俺はお前の舎弟やめるつもりないし(できたら白紙に戻したいんだけどさ)、向こうが勝手に舎弟がどうのこうのって言っているだけだぜ? 俺のせいじゃないぞ。これは。
それに答えは決まっている。
「俺はヨウの舎弟なんで。どう誘われようとお断りします」
しないと俺、確実に隣の方に殺されます。
目の前の不良に断るという行為もすんげぇ勇気がいるんだけどね! 断った瞬間殺されそう! だからか、俺、ちょっと逃げ腰。
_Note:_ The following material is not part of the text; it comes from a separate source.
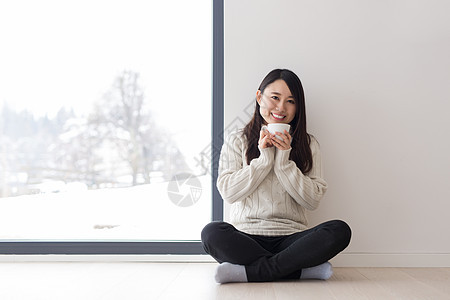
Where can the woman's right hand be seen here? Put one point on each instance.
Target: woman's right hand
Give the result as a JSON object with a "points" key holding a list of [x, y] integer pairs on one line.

「あーあーあ。勿体ねぇな、プレインボーイ。クズの舎弟なんざ。お前、オモシレェから舎弟にすりゃ退屈しねぇで済むのに」
あっれー、俺、確かヨウにも同じような理由で舎弟にされたような気がする。
確か面白いから舎弟にしてやると言われたような気が。
実はさ。根っこが似てるんじゃね? ヨウと日賀野って。性格は対照的だけど絶対思考は似てる筈。
何度目なのか、日賀野が俺に舎弟になるよう誘ってくる。
曰く俺はわりと使える……らしい。ナニに使えるのかスッゲェ知りたいところなんですが。
しかも『わりと』ってところが気になるんですが。なんで俺に拘るよ。そんなに面白いか、俺。
それとも……一見すりゃ不良でも何でもない地味な外見だから、色々と使える。とか? だろうな。そっちの方がしっくりくる。